A hopeful link to the poverty and neglect conflation discussion is that society has made significant gains in reclassifying addiction from a criminal concern to a health issue. Similar gains have been made in the understanding of mental illness and the need for treatment as opposed to institutionalization. Increasingly, family violence issues are better understood in society and child protection today as a need for a protective environment as opposed to a “blame the victim” response. These gains may proffer hope for the possible delinking of current cultural assumptions about poverty and neglect as antisocial behavior.
In contrast, physical, sexual or emotional abuse seems to clearly involve antisocial caregiver behavior in that they tend to involve immediate harm with an accompanying intent to inflict pain or suffering upon a child. In contrast, most neglect commonly involves exposure to a threat of harm, but no immediate physical damage. So while neglect involves caregiver actions that might deviate from the laws or customs of society, for the most part, it is not antisocial behavior in the same sense that physical and sexual abuse are.
This is not to suggest that is the case with all neglect. Some neglect constitutes exposure to circumstances so egregious as to constitute an immediate threat of or actual serious harm to a child. But in our experience, these cases constitute a small fraction of neglect cases being brought to the attention of CPS agencies.
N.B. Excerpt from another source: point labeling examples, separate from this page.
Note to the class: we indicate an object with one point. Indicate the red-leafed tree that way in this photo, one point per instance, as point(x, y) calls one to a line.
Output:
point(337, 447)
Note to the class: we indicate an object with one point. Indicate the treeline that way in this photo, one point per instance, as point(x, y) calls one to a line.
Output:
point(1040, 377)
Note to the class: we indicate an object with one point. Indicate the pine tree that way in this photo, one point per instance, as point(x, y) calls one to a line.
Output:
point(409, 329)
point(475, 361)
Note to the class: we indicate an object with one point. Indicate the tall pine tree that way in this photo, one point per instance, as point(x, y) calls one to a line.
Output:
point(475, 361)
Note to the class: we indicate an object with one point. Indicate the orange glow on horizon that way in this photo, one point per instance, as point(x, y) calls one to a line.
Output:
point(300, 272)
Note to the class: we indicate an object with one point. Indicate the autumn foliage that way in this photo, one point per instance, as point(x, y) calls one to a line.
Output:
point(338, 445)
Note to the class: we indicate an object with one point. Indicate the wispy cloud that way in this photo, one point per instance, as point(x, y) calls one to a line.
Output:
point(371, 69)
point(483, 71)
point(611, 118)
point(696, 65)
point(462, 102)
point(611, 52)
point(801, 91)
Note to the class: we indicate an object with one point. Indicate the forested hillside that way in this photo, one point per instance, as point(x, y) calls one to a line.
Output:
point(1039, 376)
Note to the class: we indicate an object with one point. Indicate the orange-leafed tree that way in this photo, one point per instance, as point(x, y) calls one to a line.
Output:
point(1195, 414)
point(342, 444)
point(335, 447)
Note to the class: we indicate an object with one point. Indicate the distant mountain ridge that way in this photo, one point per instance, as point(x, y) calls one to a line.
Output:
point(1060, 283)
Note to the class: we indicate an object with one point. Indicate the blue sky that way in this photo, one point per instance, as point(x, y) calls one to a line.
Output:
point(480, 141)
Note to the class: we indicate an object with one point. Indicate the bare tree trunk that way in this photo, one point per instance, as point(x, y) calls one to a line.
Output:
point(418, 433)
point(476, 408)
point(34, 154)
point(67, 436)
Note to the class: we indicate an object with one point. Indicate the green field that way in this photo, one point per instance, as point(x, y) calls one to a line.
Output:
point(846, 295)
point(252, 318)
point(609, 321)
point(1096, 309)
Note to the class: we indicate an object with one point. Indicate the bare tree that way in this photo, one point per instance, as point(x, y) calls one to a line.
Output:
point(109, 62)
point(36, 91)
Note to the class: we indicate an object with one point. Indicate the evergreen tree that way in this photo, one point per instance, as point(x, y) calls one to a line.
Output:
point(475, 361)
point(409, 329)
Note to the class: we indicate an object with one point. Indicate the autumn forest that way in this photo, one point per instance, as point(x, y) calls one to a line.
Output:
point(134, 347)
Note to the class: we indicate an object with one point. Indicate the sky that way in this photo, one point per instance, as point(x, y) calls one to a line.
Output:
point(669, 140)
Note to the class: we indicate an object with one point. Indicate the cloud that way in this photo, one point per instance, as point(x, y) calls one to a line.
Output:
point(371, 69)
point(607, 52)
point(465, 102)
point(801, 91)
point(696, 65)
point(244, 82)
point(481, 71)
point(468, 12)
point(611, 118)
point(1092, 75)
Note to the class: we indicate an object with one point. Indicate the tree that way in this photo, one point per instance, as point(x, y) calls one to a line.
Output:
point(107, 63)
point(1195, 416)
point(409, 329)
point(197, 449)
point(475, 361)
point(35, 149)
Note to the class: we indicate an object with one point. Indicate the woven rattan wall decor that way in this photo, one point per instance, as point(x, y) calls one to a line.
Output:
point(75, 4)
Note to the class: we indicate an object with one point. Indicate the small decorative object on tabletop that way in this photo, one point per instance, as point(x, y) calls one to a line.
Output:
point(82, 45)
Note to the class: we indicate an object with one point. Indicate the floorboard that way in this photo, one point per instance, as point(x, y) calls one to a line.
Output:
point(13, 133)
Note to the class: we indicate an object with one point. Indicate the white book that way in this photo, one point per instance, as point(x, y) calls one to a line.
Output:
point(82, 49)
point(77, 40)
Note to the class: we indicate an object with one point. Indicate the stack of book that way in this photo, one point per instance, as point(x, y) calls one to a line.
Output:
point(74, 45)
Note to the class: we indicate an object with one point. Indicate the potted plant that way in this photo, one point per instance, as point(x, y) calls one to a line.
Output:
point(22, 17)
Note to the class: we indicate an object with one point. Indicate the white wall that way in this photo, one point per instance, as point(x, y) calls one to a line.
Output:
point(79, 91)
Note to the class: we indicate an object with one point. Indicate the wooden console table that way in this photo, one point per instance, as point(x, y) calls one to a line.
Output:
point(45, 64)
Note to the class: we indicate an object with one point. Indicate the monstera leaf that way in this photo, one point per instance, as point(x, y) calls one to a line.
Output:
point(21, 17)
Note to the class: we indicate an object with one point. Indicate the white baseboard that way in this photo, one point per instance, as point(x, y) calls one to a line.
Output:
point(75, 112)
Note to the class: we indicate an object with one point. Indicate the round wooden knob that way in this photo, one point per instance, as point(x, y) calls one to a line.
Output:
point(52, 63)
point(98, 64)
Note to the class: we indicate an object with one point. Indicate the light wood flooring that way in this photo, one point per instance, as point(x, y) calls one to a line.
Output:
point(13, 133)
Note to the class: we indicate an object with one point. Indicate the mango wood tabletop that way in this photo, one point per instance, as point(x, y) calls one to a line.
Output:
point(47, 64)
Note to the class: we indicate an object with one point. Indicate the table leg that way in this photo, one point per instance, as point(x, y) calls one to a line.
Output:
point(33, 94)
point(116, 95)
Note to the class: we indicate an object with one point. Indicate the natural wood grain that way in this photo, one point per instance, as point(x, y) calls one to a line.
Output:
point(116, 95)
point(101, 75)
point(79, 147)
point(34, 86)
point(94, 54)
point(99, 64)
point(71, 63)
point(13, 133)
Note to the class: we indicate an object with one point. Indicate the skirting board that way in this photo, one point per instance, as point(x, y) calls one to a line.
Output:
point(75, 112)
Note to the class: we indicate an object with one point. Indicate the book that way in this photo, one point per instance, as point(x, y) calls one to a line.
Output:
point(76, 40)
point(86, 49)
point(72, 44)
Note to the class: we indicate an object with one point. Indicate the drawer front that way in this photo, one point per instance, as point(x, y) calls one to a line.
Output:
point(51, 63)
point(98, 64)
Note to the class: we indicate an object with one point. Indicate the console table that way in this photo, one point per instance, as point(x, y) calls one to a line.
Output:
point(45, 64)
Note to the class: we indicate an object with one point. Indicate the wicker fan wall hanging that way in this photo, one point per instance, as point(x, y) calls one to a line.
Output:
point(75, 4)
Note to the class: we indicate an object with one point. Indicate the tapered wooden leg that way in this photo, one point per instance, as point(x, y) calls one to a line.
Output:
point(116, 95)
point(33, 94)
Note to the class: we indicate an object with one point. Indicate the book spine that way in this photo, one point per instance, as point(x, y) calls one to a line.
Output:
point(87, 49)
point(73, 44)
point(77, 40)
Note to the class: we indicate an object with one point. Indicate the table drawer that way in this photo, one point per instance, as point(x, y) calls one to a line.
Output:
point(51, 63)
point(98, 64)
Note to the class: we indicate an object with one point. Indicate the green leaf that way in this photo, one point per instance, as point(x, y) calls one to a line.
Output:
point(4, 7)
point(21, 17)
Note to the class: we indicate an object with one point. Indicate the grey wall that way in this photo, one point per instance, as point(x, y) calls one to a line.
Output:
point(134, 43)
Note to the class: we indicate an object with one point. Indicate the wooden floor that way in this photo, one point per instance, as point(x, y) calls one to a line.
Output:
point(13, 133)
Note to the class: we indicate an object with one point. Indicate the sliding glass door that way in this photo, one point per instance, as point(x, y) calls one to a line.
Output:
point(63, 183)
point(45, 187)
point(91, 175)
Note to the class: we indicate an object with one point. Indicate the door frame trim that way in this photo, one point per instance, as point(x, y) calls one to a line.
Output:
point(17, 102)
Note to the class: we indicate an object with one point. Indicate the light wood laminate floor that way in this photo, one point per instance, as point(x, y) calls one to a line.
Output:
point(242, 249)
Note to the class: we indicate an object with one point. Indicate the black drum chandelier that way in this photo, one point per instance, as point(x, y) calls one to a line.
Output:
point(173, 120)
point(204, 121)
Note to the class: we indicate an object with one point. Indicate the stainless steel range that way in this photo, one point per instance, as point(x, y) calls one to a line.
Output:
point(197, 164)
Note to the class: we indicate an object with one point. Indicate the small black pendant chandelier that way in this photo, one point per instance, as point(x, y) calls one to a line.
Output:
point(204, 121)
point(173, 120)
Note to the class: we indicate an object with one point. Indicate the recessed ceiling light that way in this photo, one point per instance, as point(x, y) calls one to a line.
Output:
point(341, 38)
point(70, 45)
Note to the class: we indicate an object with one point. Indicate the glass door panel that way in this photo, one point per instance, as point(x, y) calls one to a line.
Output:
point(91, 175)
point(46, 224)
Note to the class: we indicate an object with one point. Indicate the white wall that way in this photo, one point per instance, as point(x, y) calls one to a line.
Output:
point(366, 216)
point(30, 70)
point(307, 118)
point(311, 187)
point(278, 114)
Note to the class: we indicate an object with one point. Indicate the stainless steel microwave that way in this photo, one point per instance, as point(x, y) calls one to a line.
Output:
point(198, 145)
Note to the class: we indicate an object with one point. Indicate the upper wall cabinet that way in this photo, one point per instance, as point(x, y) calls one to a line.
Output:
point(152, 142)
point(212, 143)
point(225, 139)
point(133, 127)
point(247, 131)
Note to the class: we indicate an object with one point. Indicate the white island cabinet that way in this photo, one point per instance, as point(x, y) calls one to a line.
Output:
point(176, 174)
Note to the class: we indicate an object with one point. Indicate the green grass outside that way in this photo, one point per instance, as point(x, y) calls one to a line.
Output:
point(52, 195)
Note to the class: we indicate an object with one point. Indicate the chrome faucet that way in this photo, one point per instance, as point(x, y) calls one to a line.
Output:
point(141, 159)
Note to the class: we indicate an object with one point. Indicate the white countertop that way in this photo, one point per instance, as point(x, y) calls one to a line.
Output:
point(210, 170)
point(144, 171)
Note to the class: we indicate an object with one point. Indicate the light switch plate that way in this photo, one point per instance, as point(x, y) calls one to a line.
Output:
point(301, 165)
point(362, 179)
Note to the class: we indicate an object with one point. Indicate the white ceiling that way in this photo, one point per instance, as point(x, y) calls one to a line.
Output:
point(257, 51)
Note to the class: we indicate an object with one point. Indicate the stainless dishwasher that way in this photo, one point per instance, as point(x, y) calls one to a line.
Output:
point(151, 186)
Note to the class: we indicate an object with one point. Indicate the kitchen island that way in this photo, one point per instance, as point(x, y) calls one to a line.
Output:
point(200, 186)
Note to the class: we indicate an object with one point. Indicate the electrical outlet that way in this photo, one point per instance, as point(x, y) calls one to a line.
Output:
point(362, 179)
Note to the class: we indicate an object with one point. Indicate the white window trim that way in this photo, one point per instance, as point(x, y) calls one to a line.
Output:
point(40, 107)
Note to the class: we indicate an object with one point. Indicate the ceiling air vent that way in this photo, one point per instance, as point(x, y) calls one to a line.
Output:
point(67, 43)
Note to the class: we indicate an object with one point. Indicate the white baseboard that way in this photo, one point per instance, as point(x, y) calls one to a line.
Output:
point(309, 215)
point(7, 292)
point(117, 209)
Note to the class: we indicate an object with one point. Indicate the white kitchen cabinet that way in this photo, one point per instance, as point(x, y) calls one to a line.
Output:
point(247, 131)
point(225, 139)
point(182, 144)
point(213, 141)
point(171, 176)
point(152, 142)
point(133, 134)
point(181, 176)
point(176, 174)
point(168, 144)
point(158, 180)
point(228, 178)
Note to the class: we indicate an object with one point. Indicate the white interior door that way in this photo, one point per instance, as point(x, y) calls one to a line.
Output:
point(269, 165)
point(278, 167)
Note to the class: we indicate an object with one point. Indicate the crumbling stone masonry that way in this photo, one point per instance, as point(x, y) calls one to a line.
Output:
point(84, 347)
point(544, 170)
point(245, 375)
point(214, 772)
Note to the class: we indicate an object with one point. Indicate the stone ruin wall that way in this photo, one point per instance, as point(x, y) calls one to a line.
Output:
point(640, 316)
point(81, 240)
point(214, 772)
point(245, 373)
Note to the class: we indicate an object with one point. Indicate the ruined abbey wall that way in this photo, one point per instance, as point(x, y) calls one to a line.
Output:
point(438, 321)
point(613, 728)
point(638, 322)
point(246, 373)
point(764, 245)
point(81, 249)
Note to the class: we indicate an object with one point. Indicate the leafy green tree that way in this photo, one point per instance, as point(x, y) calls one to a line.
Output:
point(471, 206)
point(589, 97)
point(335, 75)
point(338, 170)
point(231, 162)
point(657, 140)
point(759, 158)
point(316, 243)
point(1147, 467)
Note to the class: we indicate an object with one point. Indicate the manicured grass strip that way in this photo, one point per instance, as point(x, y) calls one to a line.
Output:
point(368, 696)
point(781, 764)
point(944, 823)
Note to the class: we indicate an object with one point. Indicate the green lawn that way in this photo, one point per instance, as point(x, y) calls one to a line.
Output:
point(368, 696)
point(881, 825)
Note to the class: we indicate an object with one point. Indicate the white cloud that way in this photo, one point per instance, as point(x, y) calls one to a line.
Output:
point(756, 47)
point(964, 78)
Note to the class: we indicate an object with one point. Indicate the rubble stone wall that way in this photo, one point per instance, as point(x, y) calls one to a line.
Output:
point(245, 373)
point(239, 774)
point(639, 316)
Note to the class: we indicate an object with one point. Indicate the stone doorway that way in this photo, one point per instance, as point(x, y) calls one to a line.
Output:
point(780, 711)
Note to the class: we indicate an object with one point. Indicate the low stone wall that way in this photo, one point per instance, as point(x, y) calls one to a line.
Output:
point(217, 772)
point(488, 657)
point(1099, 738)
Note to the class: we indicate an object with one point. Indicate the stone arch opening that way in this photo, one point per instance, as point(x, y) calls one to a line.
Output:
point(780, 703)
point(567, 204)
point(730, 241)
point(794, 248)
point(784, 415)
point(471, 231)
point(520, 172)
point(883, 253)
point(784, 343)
The Time for Change Is Now
Major changes must happen to build the family welfare system that offers families and their children the resources they need to prosper and thrive. Change must occur in all the systems that serve children and families, as they share the responsibility to help these families. It is time to jump in and build the system we all know and believe is needed for the future.
Here are some starting steps:
- Get all parties to the conversation in the same virtual room and reach an agreement on what assumptions and beliefs must change and why.
- Define the public health response that will be necessary to support families consistent with the new assumptions and beliefs.
- Change federal, state and local law, policies and practices that underpin the current authoritative response to poverty and its conflation with neglect.
Advocates for children and families are well aware of the impact that organizational culture has on current system practices and values, but often tend to view these as aspects of the CPS agency itself and not recognize the power larger system and societal assumptions have on the laws, policies and practices under which CPS agencies operate. The changes put in place by individual CPS leaders will always be fleeting if there isn’t a fundamental sea change in how society thinks about the safety and protection of children in poor families.
We believe that the time is past due to begin the campaign to convince the public – and with them, the politicians who represent them – that communities need a family welfare system it can trust and approach for help without fear. It must be separate from the system we use to investigate and respond to true acts of antisocial behavior inflicted on children.
Now is time for major changes, not tinkering. We have much to learn about the best ways to serve families and to prevent harm from coming to kids. But we have already learned too much to let things stay the same.